Fig 4. Network analysis using STRING.

Fig 4

The list of differentially expressed genes in neocortex after RSV diet was subjected to Network analysis using the STRING software as described in Methods. Square interaction score was set at medium confidence (0.4; scores range from highest, 0.9, to low, 0.15, confidence). Other selected parameters were: average node degree: 1.12, local clustering coefficient: 0.32 and active interaction sources including: text mining, experiments, databases, co-expression, neighborhood, gene fusion and co-occurrence. Moreover, no restrictions were forced in the number of interactions to show. Overexpressed genes are shown within red rectangles. The colors of the edges represent the different types of protein associations, either from known or predicted interactions: from curated databases (blue), experimentally determined (magenta), text mining (green) and co-expression (black).

Effects of acute RSV treatment in glioma C6 cells

Neocortex is composed of a variety of neuronal and glial cell types. Therefore, the differential expression of the 26 candidate genes may occur in different CNS cells. Based on the data of RSV effect in neocortex and as neuronal cells of the adult mammal CNS are more refractory than glial cells to early changes in gene expression [1416] we treated a glial cell line, C6, either in the absence (control group) or in the presence of 100 μM RSV for 24 h. Specific mRNA expression for 5 genes selected from the list in Table 2, Atp1b2, Dnm1, Rab2a and Vamp2, was determined by Real-Time qRT-PCR (see Methods). Dnm1 and Vamp2 were selected because they were nodes having more edges in Fig 5. Atp1b2 was selected because genes related to energy-homeostasis are very relevant in glia-neuron interactions, and Rab2a was selected because it is similarly important for vesicular fusion and trafficking as Vamp2. The mRNA for Syn2 was also analyzed as a control for a gene not expressed in glia (its mRNA was not detectable in glioma C6 cells). As seen in Fig 5, acute RSV treatment did not induce changes in the expression of Rab2a or Vamp2, whereas it induced a non-statistically significant increase in Atp1b2 and, remarkably, led to a statistically significant down-regulation of Dnm1.

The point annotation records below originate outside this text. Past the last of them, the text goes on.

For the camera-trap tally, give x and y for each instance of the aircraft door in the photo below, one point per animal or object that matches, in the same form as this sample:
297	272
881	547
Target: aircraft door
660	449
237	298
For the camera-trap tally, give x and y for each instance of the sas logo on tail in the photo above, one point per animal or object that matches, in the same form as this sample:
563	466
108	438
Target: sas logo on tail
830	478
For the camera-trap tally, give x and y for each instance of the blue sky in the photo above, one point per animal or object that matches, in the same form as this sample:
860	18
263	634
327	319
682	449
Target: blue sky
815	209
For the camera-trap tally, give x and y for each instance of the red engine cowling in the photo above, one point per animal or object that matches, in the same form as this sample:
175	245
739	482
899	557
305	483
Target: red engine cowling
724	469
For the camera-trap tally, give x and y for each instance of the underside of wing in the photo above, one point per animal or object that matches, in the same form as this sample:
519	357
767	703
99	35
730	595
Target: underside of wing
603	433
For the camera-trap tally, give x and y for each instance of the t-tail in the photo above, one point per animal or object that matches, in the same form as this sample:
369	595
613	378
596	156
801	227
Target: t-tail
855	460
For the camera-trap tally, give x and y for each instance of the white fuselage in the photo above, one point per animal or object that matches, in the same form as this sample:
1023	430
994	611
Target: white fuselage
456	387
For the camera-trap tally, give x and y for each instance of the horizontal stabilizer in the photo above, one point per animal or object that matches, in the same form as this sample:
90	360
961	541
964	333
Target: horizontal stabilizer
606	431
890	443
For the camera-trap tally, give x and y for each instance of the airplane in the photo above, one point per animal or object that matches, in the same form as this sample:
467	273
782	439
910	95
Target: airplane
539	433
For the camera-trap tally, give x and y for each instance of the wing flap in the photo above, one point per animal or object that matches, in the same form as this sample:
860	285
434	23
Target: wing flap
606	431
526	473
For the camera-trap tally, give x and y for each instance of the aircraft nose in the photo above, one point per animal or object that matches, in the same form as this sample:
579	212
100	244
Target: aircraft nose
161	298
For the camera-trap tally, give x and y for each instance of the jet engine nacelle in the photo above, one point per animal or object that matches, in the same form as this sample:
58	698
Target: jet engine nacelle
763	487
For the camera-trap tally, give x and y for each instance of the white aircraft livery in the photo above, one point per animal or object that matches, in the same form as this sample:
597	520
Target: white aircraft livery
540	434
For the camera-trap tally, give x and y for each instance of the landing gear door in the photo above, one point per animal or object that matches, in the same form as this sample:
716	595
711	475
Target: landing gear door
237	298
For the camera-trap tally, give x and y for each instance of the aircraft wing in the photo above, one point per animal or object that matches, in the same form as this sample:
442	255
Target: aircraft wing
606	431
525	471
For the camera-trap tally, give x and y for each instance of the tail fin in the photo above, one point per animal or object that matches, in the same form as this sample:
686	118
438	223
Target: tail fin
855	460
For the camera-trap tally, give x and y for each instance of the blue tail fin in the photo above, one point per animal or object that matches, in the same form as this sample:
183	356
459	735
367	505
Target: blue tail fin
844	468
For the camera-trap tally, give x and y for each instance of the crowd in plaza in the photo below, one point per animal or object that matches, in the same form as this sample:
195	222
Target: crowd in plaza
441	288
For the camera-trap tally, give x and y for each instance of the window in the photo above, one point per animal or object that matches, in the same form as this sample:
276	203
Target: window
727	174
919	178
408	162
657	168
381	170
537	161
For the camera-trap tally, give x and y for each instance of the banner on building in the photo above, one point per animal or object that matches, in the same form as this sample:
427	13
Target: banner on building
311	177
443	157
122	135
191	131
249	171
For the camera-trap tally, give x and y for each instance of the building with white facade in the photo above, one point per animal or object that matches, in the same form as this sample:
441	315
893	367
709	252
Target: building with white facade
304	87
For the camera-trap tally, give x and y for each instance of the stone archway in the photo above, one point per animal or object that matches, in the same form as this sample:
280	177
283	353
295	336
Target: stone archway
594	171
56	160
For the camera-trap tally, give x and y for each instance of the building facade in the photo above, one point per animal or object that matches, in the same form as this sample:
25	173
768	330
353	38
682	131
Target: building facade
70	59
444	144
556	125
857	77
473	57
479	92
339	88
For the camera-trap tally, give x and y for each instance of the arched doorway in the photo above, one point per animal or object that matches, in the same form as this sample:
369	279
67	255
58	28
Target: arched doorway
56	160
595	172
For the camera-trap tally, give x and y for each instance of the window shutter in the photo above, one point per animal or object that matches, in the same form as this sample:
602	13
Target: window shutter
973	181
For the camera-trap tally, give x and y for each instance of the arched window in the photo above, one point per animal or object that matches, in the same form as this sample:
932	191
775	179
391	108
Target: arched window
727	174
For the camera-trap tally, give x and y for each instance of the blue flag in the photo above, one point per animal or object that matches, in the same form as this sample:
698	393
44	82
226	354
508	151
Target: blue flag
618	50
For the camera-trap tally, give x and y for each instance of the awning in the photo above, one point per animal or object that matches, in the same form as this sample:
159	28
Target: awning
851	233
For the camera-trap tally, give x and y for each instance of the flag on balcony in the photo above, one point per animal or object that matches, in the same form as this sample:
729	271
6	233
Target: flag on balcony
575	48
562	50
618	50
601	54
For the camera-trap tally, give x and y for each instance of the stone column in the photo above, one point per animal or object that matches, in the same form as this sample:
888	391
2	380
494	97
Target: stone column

Fig 5. Gene expression evaluated by reverse transcription, quantitative real-time PCR (RT-qPCR) in control and in 100 μM RSV-treated C6 glioma cells.

Fig 5

mRNA samples isolated from cells incubated for 24 h were analyzed by RT-qPCR using specific probes for Atp1b2, Vamp2, Rab2a, and Dnm1. β-actin mRNA was used as control. Data are mean ± SEM of four independent experiments. * p < 0.05 according to Student’s t test.

Discussion

A first aim of this work was to compare the effect of RSV on gene expression in three different tissues. Tissues came from the same animals, C57BL/6xC3H/He mice, which received equally similar caging and environmental conditions. Moreover, the genomics methodology was identical and, therefore, the results are fully comparable. RSV affects gene expression in a different way in heart, neocortex and skeletal muscle, i.e. the effect was tissue-specific. Also of interest is highlighting that this differential effect in the three tissues does not cause major side effects and, in fact, RSV is a safe compound that may be taken at high doses without significant phenotypic alterations. Safety in animals agrees with the safety of the compound shown in a clinical trial involving mil-to-moderate AD patients [9].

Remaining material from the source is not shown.